GOP officials are set to roll out new attacks in the coming days, starting Tuesday on caucus day in Iowa with a new video showing clips from Obama’s victory speech there four years ago. The RNC will buy TV ad time in select battleground-state markets within weeks.

Once a nominee is established, the strategy book will then serve as a turnkey battle plan as the campaign and RNC staff begin close coordination.

A Romney win should make for an easy transition, as the book’s primary author, Joe Pounder, a 28-year-old specialist in the political dark arts and the RNC’s research director, is a former Romney campaign aide. And Romney appears to already have adopted the same approach — often quoting Obama directly and even visiting venues where Obama spoke as a candidate or as president.

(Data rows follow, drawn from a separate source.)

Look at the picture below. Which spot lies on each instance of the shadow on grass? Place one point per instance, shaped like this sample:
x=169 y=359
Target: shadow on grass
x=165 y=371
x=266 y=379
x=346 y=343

Last summer, Romney spoke at a now-shuttered Allentown, Pa., metal works factory that Obama had hailed a year earlier before it closed as a symbol of his economic success. The event was accompanied by a video, called “Obama Isn’t Working,” depicting images of the visit coupled with a year-after picture of the abandoned factory floor.

Last week, Romney spoke in Davenport, Iowa, down the street from the spot where Obama gave one of his last pre-caucus campaign speeches four years earlier.

“He closed with these words: ‘This is our moment. This is our time,’ ” Romney said. “Well, Mr. President, you have now had your moment. We have seen the results. . . . You have failed to deliver on the promises you made here in Davenport.”

Several Republican strategists said that striking the right tone in attacking Obama will be tricky, because many Americans, even if they disapprove of his job performance, still see the country’s first black president as a historic and admirable figure. Polls show that most people like him personally — making them more likely to discount traditional attack ads.